Technique One-use a small light bulb
The first technique is very simple in concept. Install a light bulb to simulate a bulb (filament) in the circuit for each headlight to fool the Light control module (LKM) into thinking there is a real low beam halogen bulb in the circuit. HIDs do not have filaments. I learned of the bulb idea from bo525i at http://www.bimmernut.com/forum/showthread.php?t=39714&highlight=side+marker+hid.

I simply soldered 22 gauge wires to a 5 watt side marker wedge bulb (2825 or 2825LL) and connected it across the headlight connector on each side (positive & negative). See bo525i's illustration in his post. The 9006 bulb connector looks a bit different. Same concept

This creates a parallel circuit with the side marker bulb and the normal headlight circuit... Actually, I think even a lower wattage bulb will work.
If you have access to extra side marker light wiring with a bulb connector, possibly any small bulb connector would work, use it. As the e34s side marker bulbs will only last 300-600 hours, a socket will enable you to replace without re soldering.

I covered the bulb with shrink wrap so not to have any light under the hood area and to somewhat insulate the area from the hot bulb while protecting the bulb from water.

Now you can connect the device several ways.
First you can use 3M red Scotchlok "tap on" connectors and not modify the wiring except the insulation is cut... No insulation needed, especially if you use some sort of water resistant connector.

Second technique is to trim insulation off the headlight connector wires and solder in a connection to the side marker light. Tape or insulate as needed

Third technique is to insert your side marker bulb wires into each side the female portion of the headlight plug and then connect the male portion of the plug. If you use the 22 gauge wire you can barely press fit the plug to get a good connection. May need to use insulation tape to insure a water resistant connection. The last technique is what I did to test a "proof of concept". It worked for me. No modifications to any of the existing wiring.
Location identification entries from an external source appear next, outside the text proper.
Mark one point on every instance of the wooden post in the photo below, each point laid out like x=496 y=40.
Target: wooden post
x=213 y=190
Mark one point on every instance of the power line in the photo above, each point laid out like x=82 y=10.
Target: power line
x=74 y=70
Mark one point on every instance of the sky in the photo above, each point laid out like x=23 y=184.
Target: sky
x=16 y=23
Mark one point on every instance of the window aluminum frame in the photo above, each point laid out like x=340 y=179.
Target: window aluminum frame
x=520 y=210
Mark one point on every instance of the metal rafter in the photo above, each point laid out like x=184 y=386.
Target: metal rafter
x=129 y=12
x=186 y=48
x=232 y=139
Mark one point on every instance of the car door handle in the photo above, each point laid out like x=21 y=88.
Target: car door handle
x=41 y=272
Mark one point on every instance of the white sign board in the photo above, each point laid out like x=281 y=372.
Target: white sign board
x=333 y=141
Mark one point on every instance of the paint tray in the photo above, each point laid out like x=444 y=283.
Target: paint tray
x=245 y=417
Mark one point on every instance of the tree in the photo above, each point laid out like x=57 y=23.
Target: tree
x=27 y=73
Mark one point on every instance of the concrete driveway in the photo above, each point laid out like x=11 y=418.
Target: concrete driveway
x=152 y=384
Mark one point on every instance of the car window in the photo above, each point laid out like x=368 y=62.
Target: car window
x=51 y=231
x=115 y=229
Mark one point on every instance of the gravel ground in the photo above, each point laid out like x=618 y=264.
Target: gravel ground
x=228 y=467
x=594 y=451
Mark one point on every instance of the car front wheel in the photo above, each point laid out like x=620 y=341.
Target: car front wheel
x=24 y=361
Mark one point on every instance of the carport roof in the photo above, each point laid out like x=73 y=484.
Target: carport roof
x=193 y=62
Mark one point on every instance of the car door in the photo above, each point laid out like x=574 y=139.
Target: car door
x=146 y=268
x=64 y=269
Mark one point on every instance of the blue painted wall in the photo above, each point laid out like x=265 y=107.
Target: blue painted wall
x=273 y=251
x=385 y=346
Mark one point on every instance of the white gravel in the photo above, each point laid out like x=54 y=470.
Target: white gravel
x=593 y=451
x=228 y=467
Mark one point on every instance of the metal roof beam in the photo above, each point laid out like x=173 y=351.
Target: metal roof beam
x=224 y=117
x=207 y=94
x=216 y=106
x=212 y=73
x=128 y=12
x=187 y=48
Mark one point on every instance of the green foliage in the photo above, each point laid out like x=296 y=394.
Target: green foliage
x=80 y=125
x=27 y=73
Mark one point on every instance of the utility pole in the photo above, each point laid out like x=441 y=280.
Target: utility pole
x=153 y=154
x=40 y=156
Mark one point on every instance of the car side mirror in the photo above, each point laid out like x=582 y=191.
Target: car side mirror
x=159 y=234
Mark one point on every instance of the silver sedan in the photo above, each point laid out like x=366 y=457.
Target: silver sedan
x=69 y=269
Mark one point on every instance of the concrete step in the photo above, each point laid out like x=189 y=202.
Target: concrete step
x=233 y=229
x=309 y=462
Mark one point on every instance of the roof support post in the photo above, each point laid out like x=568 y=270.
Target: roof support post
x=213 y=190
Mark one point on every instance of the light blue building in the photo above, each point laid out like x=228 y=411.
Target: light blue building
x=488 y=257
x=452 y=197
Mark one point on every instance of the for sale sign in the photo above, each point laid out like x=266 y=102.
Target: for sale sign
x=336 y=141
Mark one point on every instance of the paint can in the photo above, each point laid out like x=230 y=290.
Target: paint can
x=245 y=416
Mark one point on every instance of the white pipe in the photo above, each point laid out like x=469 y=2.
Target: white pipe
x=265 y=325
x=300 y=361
Technique Two-use a resistor
Same as technique one, expect use a 100 ohm 10 watt ceramic power resistor from Radio Shack pack of 2 was about $1.99. I covered all the wiring and resistor with shrink wrap. Advantage is no light and very little heat from the resistor. I also think the resistor has a very long life. It worked for me. From other postings, other resistor values may work as well.

Plug and play with connectors
After I decided to go with the resistor technique, I decided to make it plug and play with no wire cutting or tap-on connections. I acquired two male and female 9006 plug connectors and made up two plug and play watertight connectors that make up an in-series or in-line connection from the headlight plug/connector to the HID wiring. You can purchase plug connectors from http://www.autolumination.com/. They sell all sorts of automotive and home related lighting products.

My solder connections are a bit messy as I found it difficult to mechanically connect solid wire of the resistors to twisted strand wire. After insulation with shrink wrap and RTV silicon and 3m rubber insulation tape I covered the entire wiring package in shrink wrap to further insulate and hide my ugly solder work.

Not sure this offers much more detail on the how-to than others have posted, but it should be helpful for those who want to fix the low beam error on their own. It works for me on my e34.